Summer Health Survival Guide

Insider’s Guide to the Emergency Room

Knowing how to navigate an ER can save time, frustration―even a life. Medical experts advise on how to make your next trip as painless as possible.

By Karen L. Smith
Emergency vehicle at the scene of an emergencyScott & Zoe

What happens if your child or elderly parent goes to the ER when he or she is with a caregiver?

In a life-threatening situation, emergency-room staff will always make treating the patient top priority. But when the patient’s condition is not critical, a child or an elderly person brought in by a caregiver may find a reduced delay for treatment if the caregiver has a notarized consent-to-treat form signed by you. The website of the American College of Emergency Physicians offers a printable form for treating children at emergencycareforyou.org. For an elderly parent, the caregiver should have access to a legal document called an advance directive. This form serves as a combined durable power of attorney for health care and a living will. You can print out an advance-directive form at the website of the American Academy of Family Physicians (aafp.org; the signatures of two witnesses are required).
 
 

Who are all those people at the ER?

It’s common to feel as if you’re being shuffled along a production line. Here’s whom you’ll probably meet, in order, on your next visit.
 

  • Greeter. A nonmedical staff member who may ask what help you need and relay that information to the triage nurse.
  • Triage nurse. The person who takes your vital signs (temperature, pulse, blood pressure, respiratory rate) and decides your place in the line based on your condition and its severity.
  • Registration clerk. The person with the clipboard who takes down personal information (name, age, address, insurance details) to generate your medical record and ID bracelet and labels for tests.
  • Primary nurse. Your point person once you’re admitted. On orders of the doctor, the primary nurse may arrange for you to have X-rays or blood and urine tests and may give you medications.
  • Emergency physician. The doctor who “bounces from patient to patient like a good waiter at a busy restaurant,” says physician Mark Morocco, a director of emergency medicine in Los Angeles.
  • Emergency technician. He or she assists nurses, stocks the ER, and helps transport patients between departments.
  • Patient advocate. Typically a social worker or a nurse skilled in mediation. This person may circulate through the waiting room periodically to make sure that no patient is being overlooked. The advocate can assist in placing patients in follow-up care programs and facilities.

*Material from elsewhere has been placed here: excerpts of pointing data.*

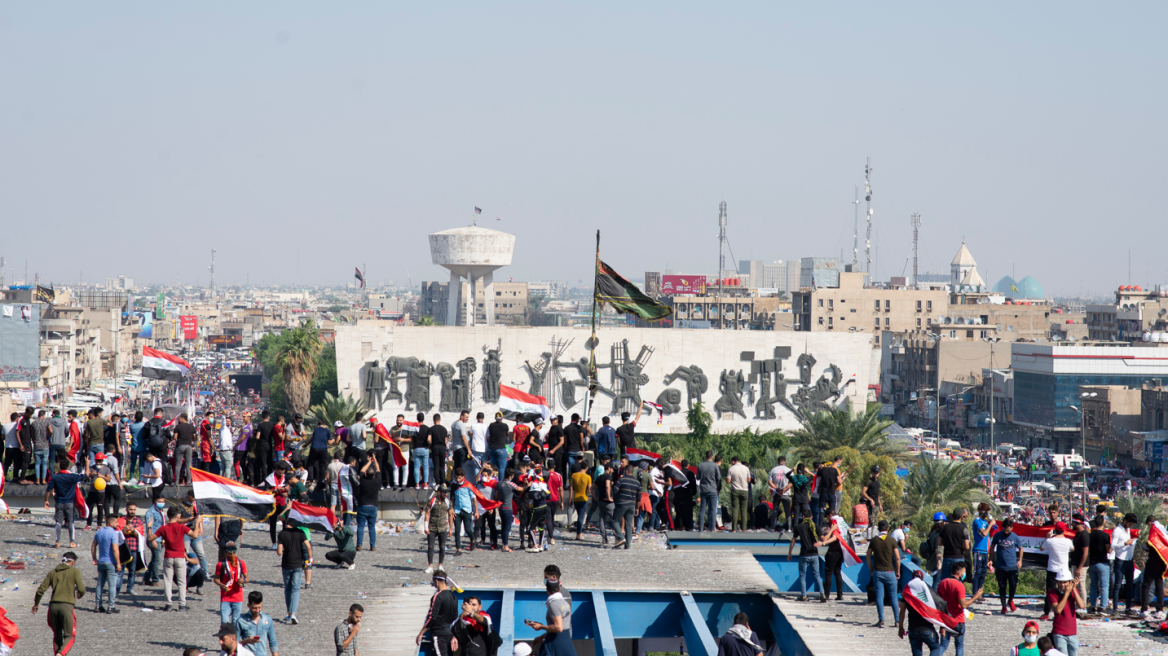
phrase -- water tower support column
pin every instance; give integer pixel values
(488, 297)
(456, 287)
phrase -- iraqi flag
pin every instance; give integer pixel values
(920, 599)
(8, 634)
(162, 365)
(840, 529)
(485, 503)
(638, 455)
(224, 497)
(81, 509)
(312, 517)
(514, 403)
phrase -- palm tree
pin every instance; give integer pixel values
(833, 428)
(335, 407)
(943, 483)
(297, 360)
(1139, 506)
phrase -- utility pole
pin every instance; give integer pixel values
(722, 258)
(868, 237)
(916, 224)
(855, 231)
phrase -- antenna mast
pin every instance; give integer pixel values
(868, 236)
(722, 250)
(916, 224)
(855, 232)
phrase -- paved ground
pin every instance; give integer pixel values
(377, 583)
(836, 628)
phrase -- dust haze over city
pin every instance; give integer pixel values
(169, 131)
(586, 313)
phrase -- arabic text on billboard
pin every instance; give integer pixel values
(189, 323)
(683, 284)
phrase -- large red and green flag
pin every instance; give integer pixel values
(224, 497)
(624, 297)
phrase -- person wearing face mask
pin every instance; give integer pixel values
(556, 639)
(443, 613)
(1029, 646)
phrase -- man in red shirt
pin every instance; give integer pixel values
(230, 577)
(174, 564)
(952, 591)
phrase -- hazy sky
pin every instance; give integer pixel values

Are there any shortcuts to getting in and out faster?

If by “shortcut” you mean jumping queues, then no. “ERs are democratic,” says J. Stephen Bohan, an emergency-medicine physician in Boston. Patients move according to the severity of the injury or illness. If you have a noncritical emergency and can choose a time to go, opt for 4 A.M. to 9 A.M., usually the quietest period, and avoid the peak hours of noon to 10 P.M. Some hospitals have urgent-care/fast-track clinics for patients who need immediate aid but have only minor illnesses or injuries that don’t require the hospital facilities of an emergency room. Check ucaoa.org for a list of urgent-care centers by state.